Slittano le liberalizzazioni riguardanti i taxi, che non verranno adottate prima di sei mesi dall’entrata in vigore della manovra, mentre saranno le Camere e non il governo a decurtare le indennità dei parlamentari. Sono queste alcune delle prime novità che emergono alla vigilia dell’intervento che il premier Mario Monti farà alle commissioni riunite Bilancio e Finanze della Camera dei deputati (diretta web anche su Businesspeople.it , che dovranno presentare il testo della nuova manovra da votare entro la fine di questa settimana a Montecitorio (per la settimana che precede il Natale il provvedimento dovrebbe arrivare in Senato).
Mentre si attendono novità sulle pensioni, annunciate dal ministro del Lavoro, Elsa Fornero, e che dovrebbero riguardare la loro perequazione al costo della vita, si delineano una serie di interventi che riguardano anche le aziende in crisi: un emendamento allunga di 72 mesi la possibilità di pagare le rate a Equitalia. Tornando alle liberalizzazioni, “Il trasporto di persone mediante autoservizi pubblici non di linea”, ovvero i taxi, sarà escluso per il momento “dall'ambito di applicazione” delle misure di liberalizzazione delle attività economiche (Art. 34 della manovra), ma il processo di liberalizzazione potrebbe però interessare, “entro sei mesi dalla entrata in vigore” della manovra, i servizi di mobilità urbana, dunque anche i taxi.

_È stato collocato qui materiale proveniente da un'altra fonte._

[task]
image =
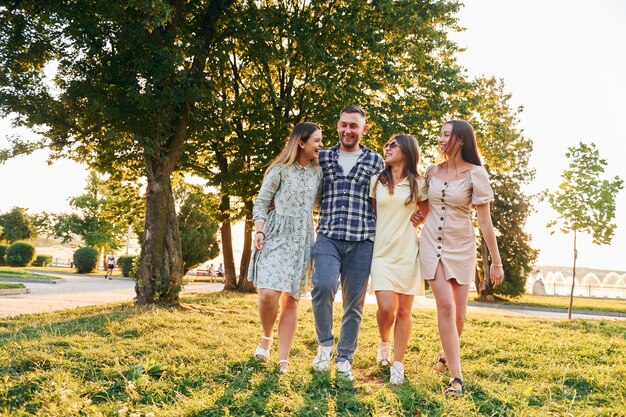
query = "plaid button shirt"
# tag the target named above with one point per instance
(346, 208)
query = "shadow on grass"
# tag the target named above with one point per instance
(237, 381)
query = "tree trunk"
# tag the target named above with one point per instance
(244, 284)
(230, 276)
(571, 294)
(160, 267)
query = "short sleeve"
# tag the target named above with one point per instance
(481, 189)
(262, 202)
(422, 189)
(372, 184)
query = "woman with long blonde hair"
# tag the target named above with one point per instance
(281, 263)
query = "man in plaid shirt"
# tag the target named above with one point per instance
(344, 245)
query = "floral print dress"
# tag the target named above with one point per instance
(286, 261)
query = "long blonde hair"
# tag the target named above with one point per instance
(291, 150)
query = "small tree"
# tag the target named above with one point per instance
(585, 202)
(17, 226)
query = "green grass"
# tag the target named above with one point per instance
(551, 301)
(10, 286)
(196, 361)
(21, 273)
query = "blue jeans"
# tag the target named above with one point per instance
(349, 263)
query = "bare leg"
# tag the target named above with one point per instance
(268, 310)
(402, 328)
(386, 313)
(287, 324)
(446, 320)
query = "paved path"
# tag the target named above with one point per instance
(86, 290)
(77, 291)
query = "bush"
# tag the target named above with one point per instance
(128, 263)
(85, 259)
(42, 260)
(20, 254)
(3, 254)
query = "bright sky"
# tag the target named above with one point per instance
(561, 59)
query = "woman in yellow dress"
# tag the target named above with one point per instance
(396, 192)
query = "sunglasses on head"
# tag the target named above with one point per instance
(391, 145)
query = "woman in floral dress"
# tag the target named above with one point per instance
(281, 263)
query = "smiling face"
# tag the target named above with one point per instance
(351, 128)
(449, 145)
(393, 153)
(311, 148)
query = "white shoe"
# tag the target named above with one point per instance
(383, 358)
(283, 366)
(344, 371)
(321, 362)
(397, 373)
(262, 353)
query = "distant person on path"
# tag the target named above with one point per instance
(110, 265)
(395, 272)
(448, 239)
(283, 243)
(343, 249)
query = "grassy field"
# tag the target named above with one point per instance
(118, 360)
(551, 301)
(10, 286)
(21, 273)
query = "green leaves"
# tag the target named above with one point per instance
(585, 201)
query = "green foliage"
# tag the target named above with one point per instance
(105, 359)
(197, 224)
(3, 253)
(16, 225)
(584, 201)
(128, 264)
(91, 221)
(20, 254)
(85, 259)
(42, 260)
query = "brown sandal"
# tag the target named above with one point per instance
(455, 388)
(440, 364)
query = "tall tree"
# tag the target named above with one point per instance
(16, 225)
(506, 152)
(285, 62)
(197, 223)
(585, 202)
(128, 77)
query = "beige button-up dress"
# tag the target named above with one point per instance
(448, 235)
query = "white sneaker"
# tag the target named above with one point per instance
(344, 371)
(397, 373)
(321, 362)
(383, 358)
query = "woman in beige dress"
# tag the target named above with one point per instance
(448, 240)
(395, 265)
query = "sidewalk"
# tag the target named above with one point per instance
(86, 290)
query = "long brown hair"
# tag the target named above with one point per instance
(411, 150)
(291, 150)
(463, 132)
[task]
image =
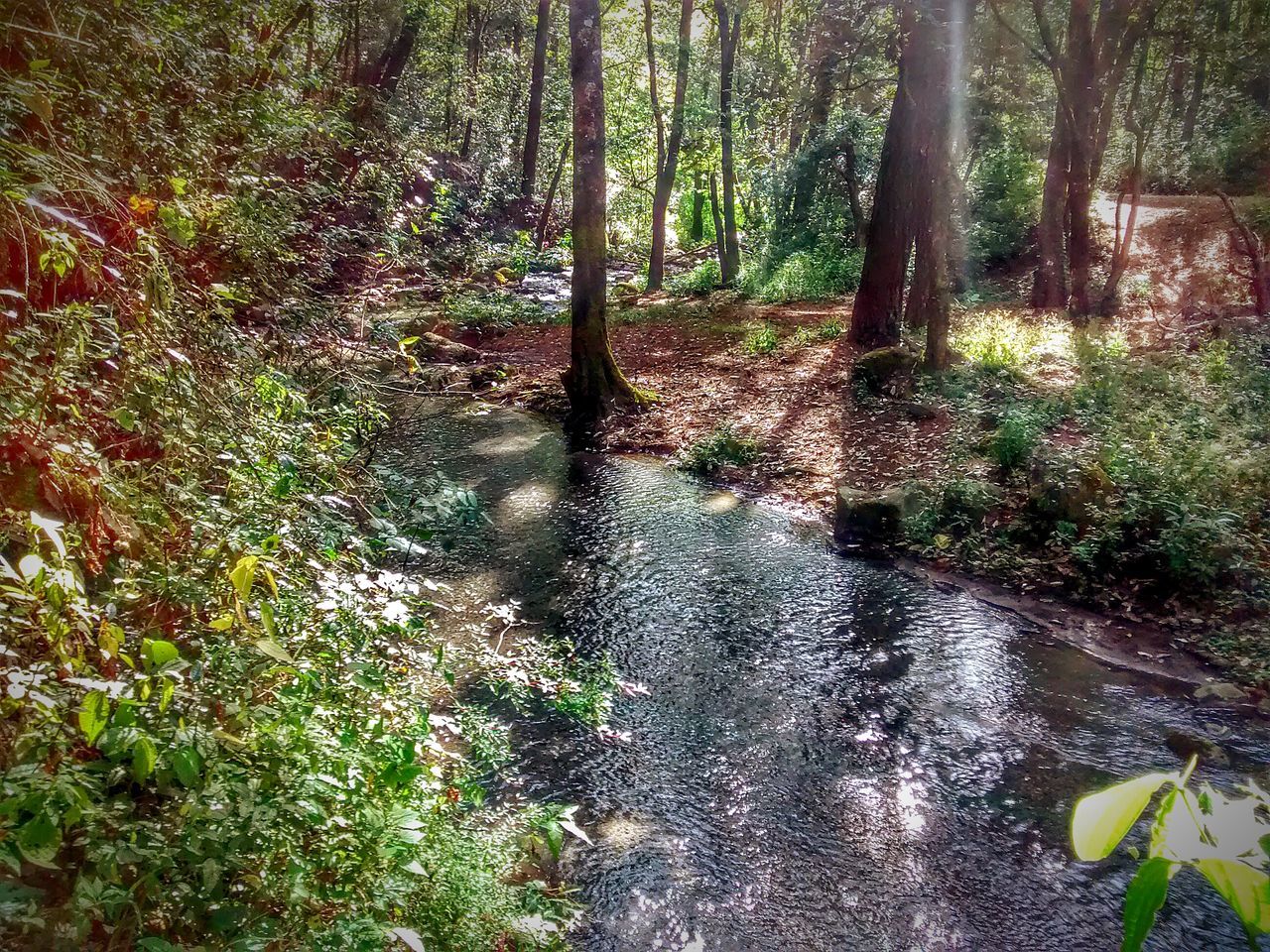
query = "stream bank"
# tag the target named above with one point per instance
(830, 754)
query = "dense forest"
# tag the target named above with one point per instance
(338, 335)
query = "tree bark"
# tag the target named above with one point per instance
(593, 382)
(670, 162)
(729, 37)
(698, 225)
(1049, 284)
(879, 304)
(538, 80)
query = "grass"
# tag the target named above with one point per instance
(699, 281)
(497, 308)
(816, 275)
(761, 340)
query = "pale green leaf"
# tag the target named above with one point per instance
(1102, 819)
(145, 757)
(94, 714)
(275, 651)
(244, 574)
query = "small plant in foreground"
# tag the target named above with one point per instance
(1223, 839)
(761, 340)
(724, 445)
(699, 281)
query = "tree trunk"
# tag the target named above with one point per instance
(1049, 285)
(729, 37)
(1251, 246)
(545, 217)
(668, 168)
(698, 226)
(720, 246)
(593, 382)
(538, 80)
(879, 304)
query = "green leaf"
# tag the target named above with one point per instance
(145, 756)
(94, 714)
(1102, 819)
(159, 653)
(244, 574)
(189, 766)
(1144, 897)
(1246, 889)
(40, 839)
(275, 651)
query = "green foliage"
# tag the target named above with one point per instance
(1005, 203)
(1201, 829)
(1016, 438)
(721, 447)
(699, 281)
(817, 275)
(761, 340)
(497, 308)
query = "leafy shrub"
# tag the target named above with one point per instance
(1016, 438)
(817, 275)
(761, 340)
(699, 281)
(998, 340)
(1005, 203)
(724, 445)
(497, 308)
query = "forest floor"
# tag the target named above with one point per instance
(816, 434)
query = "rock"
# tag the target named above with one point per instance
(1188, 746)
(1064, 490)
(1220, 690)
(434, 347)
(888, 370)
(919, 411)
(875, 520)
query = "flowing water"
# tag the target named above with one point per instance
(832, 756)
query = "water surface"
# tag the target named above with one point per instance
(832, 756)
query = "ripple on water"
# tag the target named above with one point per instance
(833, 756)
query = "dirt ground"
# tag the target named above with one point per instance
(797, 402)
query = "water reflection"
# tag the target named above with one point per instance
(832, 757)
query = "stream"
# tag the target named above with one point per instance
(832, 756)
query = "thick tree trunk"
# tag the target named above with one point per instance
(729, 37)
(545, 217)
(1049, 284)
(698, 225)
(879, 304)
(538, 80)
(593, 382)
(668, 167)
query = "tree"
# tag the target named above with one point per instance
(1088, 67)
(729, 39)
(538, 77)
(667, 151)
(593, 382)
(878, 308)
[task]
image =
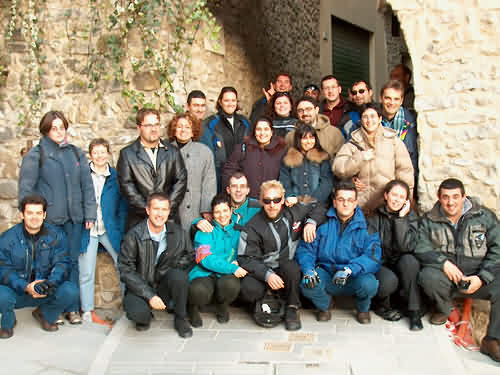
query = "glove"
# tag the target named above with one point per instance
(340, 277)
(45, 288)
(310, 279)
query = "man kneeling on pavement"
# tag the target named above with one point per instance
(34, 269)
(458, 245)
(342, 259)
(154, 262)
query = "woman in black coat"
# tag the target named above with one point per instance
(397, 225)
(259, 157)
(306, 172)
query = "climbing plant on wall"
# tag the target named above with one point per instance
(165, 30)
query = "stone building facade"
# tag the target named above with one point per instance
(453, 44)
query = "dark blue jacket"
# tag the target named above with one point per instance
(61, 174)
(114, 213)
(332, 250)
(21, 258)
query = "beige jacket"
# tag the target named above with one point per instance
(391, 161)
(330, 138)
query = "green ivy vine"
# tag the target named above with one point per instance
(166, 29)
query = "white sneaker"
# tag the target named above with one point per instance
(87, 316)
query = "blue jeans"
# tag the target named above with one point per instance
(87, 264)
(64, 299)
(362, 287)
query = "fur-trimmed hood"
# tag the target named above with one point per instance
(294, 158)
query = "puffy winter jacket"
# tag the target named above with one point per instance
(307, 175)
(215, 251)
(332, 250)
(61, 174)
(474, 245)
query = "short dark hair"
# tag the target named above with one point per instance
(301, 129)
(143, 112)
(401, 183)
(196, 94)
(33, 199)
(221, 95)
(344, 185)
(160, 196)
(48, 118)
(283, 74)
(327, 78)
(368, 86)
(392, 84)
(306, 98)
(262, 118)
(221, 198)
(99, 142)
(237, 175)
(451, 183)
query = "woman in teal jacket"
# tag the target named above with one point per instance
(216, 274)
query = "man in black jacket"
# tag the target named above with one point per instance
(153, 262)
(150, 165)
(266, 250)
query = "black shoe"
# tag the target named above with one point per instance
(142, 326)
(183, 327)
(221, 313)
(415, 321)
(194, 316)
(292, 319)
(6, 333)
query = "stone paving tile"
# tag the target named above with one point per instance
(311, 369)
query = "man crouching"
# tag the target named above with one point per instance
(154, 259)
(34, 269)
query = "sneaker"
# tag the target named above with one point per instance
(194, 316)
(292, 318)
(60, 320)
(142, 326)
(182, 327)
(221, 313)
(74, 317)
(87, 316)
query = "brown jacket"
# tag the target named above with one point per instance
(330, 138)
(391, 161)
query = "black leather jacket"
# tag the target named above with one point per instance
(138, 179)
(398, 235)
(137, 257)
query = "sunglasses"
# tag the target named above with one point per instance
(269, 200)
(355, 92)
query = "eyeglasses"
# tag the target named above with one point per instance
(343, 200)
(355, 92)
(305, 110)
(273, 200)
(149, 126)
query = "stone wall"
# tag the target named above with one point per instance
(288, 40)
(232, 63)
(455, 49)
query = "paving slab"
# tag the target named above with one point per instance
(340, 346)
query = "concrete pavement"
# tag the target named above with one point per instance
(341, 346)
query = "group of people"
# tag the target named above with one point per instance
(306, 201)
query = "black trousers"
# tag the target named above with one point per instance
(173, 290)
(404, 272)
(442, 291)
(223, 290)
(253, 290)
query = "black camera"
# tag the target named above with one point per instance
(463, 284)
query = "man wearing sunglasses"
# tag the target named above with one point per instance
(361, 93)
(266, 250)
(342, 259)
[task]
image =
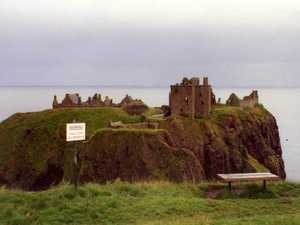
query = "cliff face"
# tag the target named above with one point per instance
(229, 140)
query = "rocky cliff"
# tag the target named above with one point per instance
(34, 155)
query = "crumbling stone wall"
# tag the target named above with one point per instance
(248, 101)
(191, 99)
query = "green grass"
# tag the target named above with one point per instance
(153, 203)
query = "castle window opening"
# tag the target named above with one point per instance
(186, 99)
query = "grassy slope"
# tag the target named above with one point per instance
(152, 203)
(49, 128)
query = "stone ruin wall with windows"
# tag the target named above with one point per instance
(190, 98)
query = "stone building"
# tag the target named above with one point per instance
(248, 101)
(190, 98)
(74, 100)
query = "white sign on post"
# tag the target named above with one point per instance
(76, 132)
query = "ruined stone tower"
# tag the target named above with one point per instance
(190, 98)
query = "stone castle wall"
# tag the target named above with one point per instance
(190, 98)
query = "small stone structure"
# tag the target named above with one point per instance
(74, 100)
(190, 98)
(248, 101)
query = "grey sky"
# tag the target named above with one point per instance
(92, 42)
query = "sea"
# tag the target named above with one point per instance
(283, 103)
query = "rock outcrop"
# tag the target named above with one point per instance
(34, 155)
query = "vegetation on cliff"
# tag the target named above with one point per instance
(35, 156)
(153, 204)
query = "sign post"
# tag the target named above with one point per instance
(76, 132)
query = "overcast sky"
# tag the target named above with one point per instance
(147, 42)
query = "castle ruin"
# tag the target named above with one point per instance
(190, 98)
(74, 100)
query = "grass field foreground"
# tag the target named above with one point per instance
(153, 203)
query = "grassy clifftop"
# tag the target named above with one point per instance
(33, 144)
(35, 156)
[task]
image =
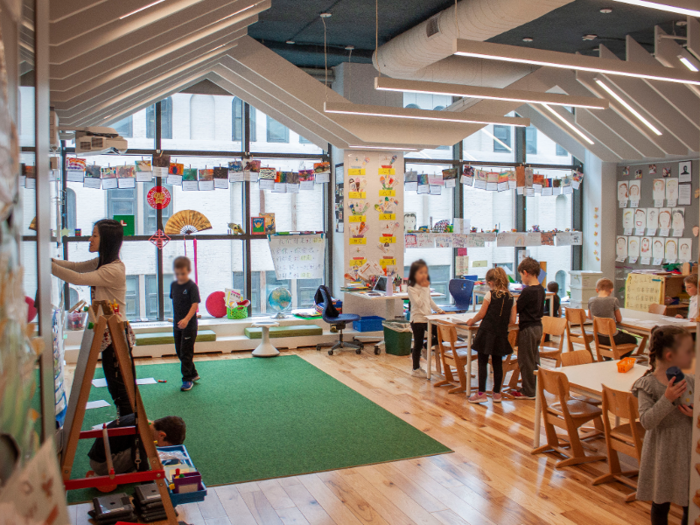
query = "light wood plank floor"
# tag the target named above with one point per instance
(491, 478)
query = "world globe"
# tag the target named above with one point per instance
(280, 300)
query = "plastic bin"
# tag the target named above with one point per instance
(397, 337)
(370, 323)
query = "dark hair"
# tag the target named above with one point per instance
(174, 428)
(529, 265)
(111, 236)
(182, 262)
(664, 338)
(415, 266)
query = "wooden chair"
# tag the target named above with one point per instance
(552, 326)
(657, 309)
(577, 357)
(575, 330)
(606, 326)
(559, 410)
(453, 355)
(626, 438)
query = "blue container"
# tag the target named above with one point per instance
(371, 323)
(189, 497)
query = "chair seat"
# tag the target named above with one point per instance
(624, 432)
(576, 409)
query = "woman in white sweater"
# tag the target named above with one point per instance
(422, 305)
(106, 277)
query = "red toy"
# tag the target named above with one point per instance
(216, 304)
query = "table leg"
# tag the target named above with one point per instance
(538, 415)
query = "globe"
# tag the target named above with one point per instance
(279, 300)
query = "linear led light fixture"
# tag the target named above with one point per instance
(628, 107)
(494, 137)
(420, 114)
(542, 57)
(663, 7)
(569, 125)
(141, 9)
(487, 93)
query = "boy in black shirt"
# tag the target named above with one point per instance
(185, 296)
(530, 307)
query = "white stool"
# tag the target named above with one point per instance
(265, 348)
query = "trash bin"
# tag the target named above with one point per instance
(397, 337)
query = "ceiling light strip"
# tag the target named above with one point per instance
(663, 7)
(542, 57)
(421, 114)
(569, 125)
(487, 93)
(628, 107)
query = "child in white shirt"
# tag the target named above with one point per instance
(422, 305)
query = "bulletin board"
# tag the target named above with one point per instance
(649, 246)
(374, 203)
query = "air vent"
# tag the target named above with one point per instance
(432, 27)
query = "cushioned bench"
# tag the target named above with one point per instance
(285, 331)
(166, 338)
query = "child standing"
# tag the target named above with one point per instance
(530, 306)
(185, 296)
(497, 311)
(691, 287)
(664, 470)
(606, 305)
(422, 305)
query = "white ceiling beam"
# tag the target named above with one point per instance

Confermato anche il passo indietro del governo sui tagli alla ‘Casta’, un intervento – seppur apprezzato dai cittadini – sarebbe stato illegittimo: saranno le Camere a provvedere al taglio delle indennità di deputati e senatori. Il testo della manovra, però, stabilisce che l’esecutivo interverrà con un decreto se la commissione guidata da Enrico Giovannini non concluderà entro il 31 dicembre il suo lavoro di taglio ai costi della politica.
Novità, inoltre, per i consigli provinciali che decadranno entro il 31 marzo 2013, mentre le sei Province che avrebbero dovuto rinnovare i propri organi in primavera (Vicenza, Ancona, Ragusa, Como, Belluno, Genova e La Spezia) sono commissariati. Escluse da tutte le norme le Province autonome di Trento e Bolzano.